Ingolf took the matter quietly. Certainly he had already made his offerings to the gods, and copiously. But it was a special voyage they were to make—the gods were to protect them, and on wide and strange ways. He therefore brought fresh offerings, and also secretly gave Odin and Njord private gifts, besides vowing yet greater ones if they would prosper his journey there and back and on the way. This expedient helped. There came a day with splendid sailing weather—a sunshiny day full of light and warm wind. Before midday all was ready—the animals brought on board, the crew in their places (Ingolf and Leif took only the smallest possible crew with them), and the vessel cleared for sailing. Under a heavily bellying sail it glided out between the skerries. Hallveig and Helga stood on the poop by their husbands and watched the shores glide past on either side. Hallveig was quiet in mind, and felt only glad at the fine day and the journey. Sea and land were all the same to her, if only she had Ingolf. Here they were sailing out to find a new land, to seek a new home. She was ready with all her soul to remain fixed in the spot on the earth which Ingolf might choose for them, no matter where it might be.

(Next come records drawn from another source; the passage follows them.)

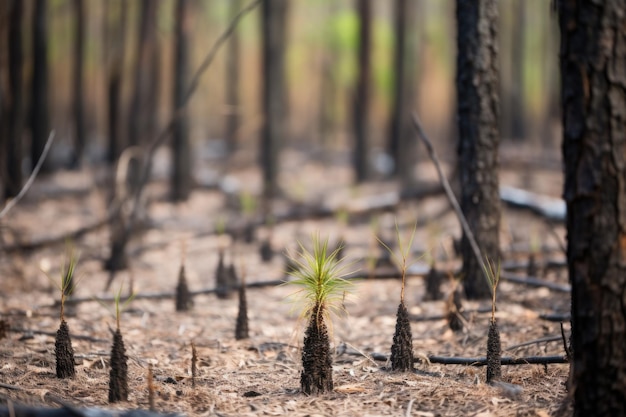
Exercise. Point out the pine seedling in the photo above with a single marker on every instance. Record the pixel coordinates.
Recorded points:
(494, 348)
(118, 375)
(320, 276)
(241, 326)
(402, 347)
(63, 350)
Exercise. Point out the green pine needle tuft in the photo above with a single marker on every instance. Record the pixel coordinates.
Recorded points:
(320, 276)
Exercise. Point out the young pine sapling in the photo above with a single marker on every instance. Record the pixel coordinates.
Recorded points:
(63, 350)
(323, 288)
(494, 349)
(402, 347)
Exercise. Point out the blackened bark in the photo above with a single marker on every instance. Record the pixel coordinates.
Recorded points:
(478, 108)
(78, 76)
(402, 347)
(401, 140)
(15, 107)
(317, 373)
(64, 353)
(274, 106)
(515, 116)
(241, 327)
(361, 98)
(232, 82)
(118, 375)
(184, 300)
(143, 103)
(40, 117)
(593, 98)
(494, 353)
(181, 148)
(116, 36)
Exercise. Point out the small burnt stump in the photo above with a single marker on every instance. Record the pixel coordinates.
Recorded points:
(494, 351)
(184, 300)
(118, 376)
(64, 353)
(402, 347)
(241, 327)
(317, 373)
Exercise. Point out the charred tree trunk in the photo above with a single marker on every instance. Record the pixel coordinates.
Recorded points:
(15, 106)
(361, 98)
(514, 115)
(181, 148)
(273, 24)
(40, 117)
(478, 108)
(593, 98)
(79, 70)
(400, 144)
(143, 106)
(116, 36)
(232, 83)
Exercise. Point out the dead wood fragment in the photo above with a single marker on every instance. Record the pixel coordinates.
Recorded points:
(535, 282)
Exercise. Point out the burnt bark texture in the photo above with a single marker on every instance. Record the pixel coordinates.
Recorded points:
(80, 134)
(232, 82)
(494, 353)
(362, 94)
(39, 112)
(118, 376)
(117, 18)
(274, 91)
(241, 327)
(142, 114)
(593, 98)
(184, 300)
(180, 184)
(401, 143)
(402, 347)
(63, 352)
(478, 112)
(317, 373)
(14, 103)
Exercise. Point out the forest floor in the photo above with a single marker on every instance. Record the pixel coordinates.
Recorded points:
(260, 375)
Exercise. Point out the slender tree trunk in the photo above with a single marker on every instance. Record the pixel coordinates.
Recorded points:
(401, 144)
(79, 70)
(361, 98)
(143, 106)
(478, 108)
(116, 36)
(593, 97)
(15, 113)
(40, 117)
(273, 25)
(181, 149)
(232, 83)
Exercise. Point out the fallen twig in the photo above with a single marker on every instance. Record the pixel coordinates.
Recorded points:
(535, 342)
(482, 361)
(31, 178)
(535, 282)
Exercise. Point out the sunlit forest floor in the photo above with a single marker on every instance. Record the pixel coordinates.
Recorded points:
(260, 375)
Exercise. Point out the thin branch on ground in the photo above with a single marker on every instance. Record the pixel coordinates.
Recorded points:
(450, 194)
(31, 178)
(546, 339)
(535, 282)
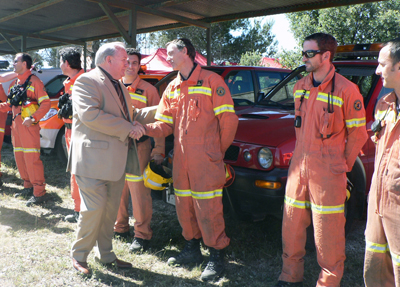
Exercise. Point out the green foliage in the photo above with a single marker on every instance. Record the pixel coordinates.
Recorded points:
(229, 40)
(364, 23)
(251, 59)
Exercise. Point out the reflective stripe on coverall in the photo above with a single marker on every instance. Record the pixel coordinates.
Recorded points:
(326, 148)
(68, 84)
(26, 140)
(143, 94)
(3, 119)
(382, 252)
(200, 113)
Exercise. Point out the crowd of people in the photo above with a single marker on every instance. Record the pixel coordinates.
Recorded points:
(106, 120)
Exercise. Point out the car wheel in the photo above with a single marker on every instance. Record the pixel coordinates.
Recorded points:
(61, 147)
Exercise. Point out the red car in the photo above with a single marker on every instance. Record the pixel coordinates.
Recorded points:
(261, 151)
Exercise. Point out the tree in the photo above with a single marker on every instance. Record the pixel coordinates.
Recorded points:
(229, 40)
(363, 23)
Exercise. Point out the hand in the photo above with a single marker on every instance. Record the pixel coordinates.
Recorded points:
(27, 122)
(158, 158)
(137, 131)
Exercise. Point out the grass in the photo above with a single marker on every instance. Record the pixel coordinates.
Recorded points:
(35, 244)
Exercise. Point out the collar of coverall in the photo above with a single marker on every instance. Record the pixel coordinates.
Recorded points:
(24, 76)
(193, 76)
(325, 82)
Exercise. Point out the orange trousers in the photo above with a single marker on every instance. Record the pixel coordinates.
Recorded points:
(141, 199)
(74, 186)
(313, 190)
(26, 142)
(3, 119)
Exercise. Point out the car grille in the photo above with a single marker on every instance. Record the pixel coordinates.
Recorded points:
(232, 153)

But with Helga it was otherwise. She was calm and quiet enough, but her calm was, as so often on other occasions, only outward. The strong scent of the pines from the spruce- and fir-clad islands they were sailing by, roused a profound longing in her soul. This was the place where she was at home. There in the house down there by the shore, which seen from the fjord here looked so strange. There seemed to be a sob in Helga's soul. She, the faithful, had only one home. She did not at all wish to turn or to remain behind, for she stood here by Leif's side. But she felt as though her heart were being split asunder and her soul divided. For this place which she now left, to return to it next spring only for a time, had shared with her happiness and solitude. There was hardly a stone in the house which she had not patted with her hand and made her confidant in joy or sorrow. She was bound to the house and the surroundings of her childhood with ties which could not be loosed or cut asunder. She knew with certainty that she would always feel strange and homeless outside Dalsfjord. She reproached herself for this feeling—for she had Leif—but she could not overcome it. All she could do was to vow to herself never to betray it. Thus Helga took a secret with the scent of the pine trees from the islands.


II

Ingolf and Leif sailed by the guidance of the sun and the stars, and steered directly westward. For the first two days and nights a steady east wind filled the square sail and carried them steadily forwards. There were high spirits and much excited expectation on board. Indeed, it seemed as though the wind had been sent by Odin with the sole purpose of furthering their journey. But just as they had settled down in confidence that they were under the god's special protection the weather began to shift and change. Now it seemed, for the most part, as if one or another of the divinities had set himself fiercely against them, or as if Odin had suddenly become busy elsewhere.

The wind took the wrong direction, and seemed uninterruptedly occupied in settling private accounts with the towering waves of the sea. In the course of two days and nights it had gone several times round the horizon and varied through all degrees of strength from a moderate calm to what Vikings would mildly call a storm. And then all of a sudden it disappeared. They looked longingly for it—east, west, south, and north—for though they had cursed its vagaries heartily enough, it was still preferable to a dead calm. But it was absent, and remained absent. Unreliable as it had always been, it had gone off to other regions, and left them alone here in the midst of the sea. There lay the vessel, pitching lazily, and making no way at all. Where they were no one knew, and there was nothing to show them. Whither the wind had carried them, while it was still with them and blew alternately from all points of the compass, they could not find out. The sun and stars had only rarely been visible. The spirits of all on board were rapidly sinking. Matters were not improved when, after several days and nights of calm, there came gliding a cunning, silent bank of fog and swallowed them up, blotted them out from the eyes of heaven, swept all sight of sea and sky out of the world, and left the vessel lying, rocking lonelily, forgotten by all good powers on a strange sea.

There they lay while the days came and went—grey days which could only make marks on Ingolf's time-stick. For even though Ingolf was displeased enough with these days he kept a steady count of them, marked each of them off on his stick with the little notch that was their due, and, for the rest, execrated them in silence.